Rob frunció el ceño.

—Hace ya tiempo que me planteo un cambio de aires —explicó ella.

—No me habías dicho nada.

—Porque pensé que no tendría la oportunidad de hacerlo. Además, no tengo claro si realmente deseo alejarme tanto de la brigada. Pero, bueno, supongo que esto, a menor escala, continúa siendo más de lo mismo. Puede que incluso me siente bien vivir una temporada en una ciudad pequeña.

Rob terminó de ordenar los papeles e introdujo un folio en blanco en la impresora. Tras imprimir el billete, lo metió en un sobre y se lo entregó a ella.

—Pues espero que esto sea la respuesta a todas tus preguntas, Kaila, porque, sinceramente, esto sí que es un cambio de aires.

Capítulo 3

 

Ames,

lunes, día 4 de enero.

 

Kaila Henderson llegó al aeropuerto municipal de Ames a eso de las nueve menos cuarto de la mañana. El sonido de las hélices y la calefacción la habían adormecido, y al abrir los ojos vio cómo la azafata, junto a la cabina del comandante, iba despidiendo a los viajeros con un prometedor «hasta pronto». Aún soñolienta, se levantó y echó a andar hacia la muchacha, quien al verla se apresuró a devolverle el maletín que Kaila le había entregado antes de que despegara el aparato. Apenas puso un pie fuera del avión, un viento gélido traspasó la fina americana de lana que llevaba puesta y la despabiló por completo.

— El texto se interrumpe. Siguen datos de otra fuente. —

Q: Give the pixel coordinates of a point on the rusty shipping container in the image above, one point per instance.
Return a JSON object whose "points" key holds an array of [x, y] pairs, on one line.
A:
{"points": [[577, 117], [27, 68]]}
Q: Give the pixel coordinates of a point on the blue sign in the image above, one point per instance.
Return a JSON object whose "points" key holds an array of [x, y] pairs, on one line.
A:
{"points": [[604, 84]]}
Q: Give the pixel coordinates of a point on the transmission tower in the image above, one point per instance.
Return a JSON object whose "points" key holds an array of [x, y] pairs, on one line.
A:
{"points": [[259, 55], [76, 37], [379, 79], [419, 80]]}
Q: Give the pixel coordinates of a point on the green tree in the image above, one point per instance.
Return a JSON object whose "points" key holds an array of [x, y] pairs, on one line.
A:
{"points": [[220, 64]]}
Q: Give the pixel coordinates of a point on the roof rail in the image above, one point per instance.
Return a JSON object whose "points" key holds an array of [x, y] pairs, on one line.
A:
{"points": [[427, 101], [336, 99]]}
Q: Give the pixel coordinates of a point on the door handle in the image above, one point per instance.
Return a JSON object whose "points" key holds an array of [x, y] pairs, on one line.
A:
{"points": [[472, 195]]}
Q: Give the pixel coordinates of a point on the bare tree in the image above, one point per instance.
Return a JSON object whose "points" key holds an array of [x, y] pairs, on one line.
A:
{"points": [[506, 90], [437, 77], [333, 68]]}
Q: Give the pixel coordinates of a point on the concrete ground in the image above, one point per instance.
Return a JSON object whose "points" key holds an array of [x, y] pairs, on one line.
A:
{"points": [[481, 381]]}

Kaila encogió los hombros y avanzó rápidamente hacia la terminal, recogió su equipaje de la cinta transportadora y se dirigió a la agencia de alquiler de coches que estaba en la primera planta, tal y como le había dicho Rob que hiciera, para recoger el Toyota Camry del 2012 que este había reservado el día anterior.

Después de meter las maletas en el portaequipajes, condujo el coche hasta unacafetería cercana, donde se sentó, echó un vistazo a la carta y pidió a la camarera una taza de café caliente y unas cuantas pastas caseras rellenas de chocolate.

El lugar estaba caliente y olía a pan recién tostado y al beicon que chisporroteaba sobre la plancha. Aunque el mal tiempo invitaba a tomar algo caliente, dentro del local solo había un par de mesas ocupadas por dos hombres de mediana edad y estatura, que no le habían quitado el ojo de encima desde que traspasara la puerta.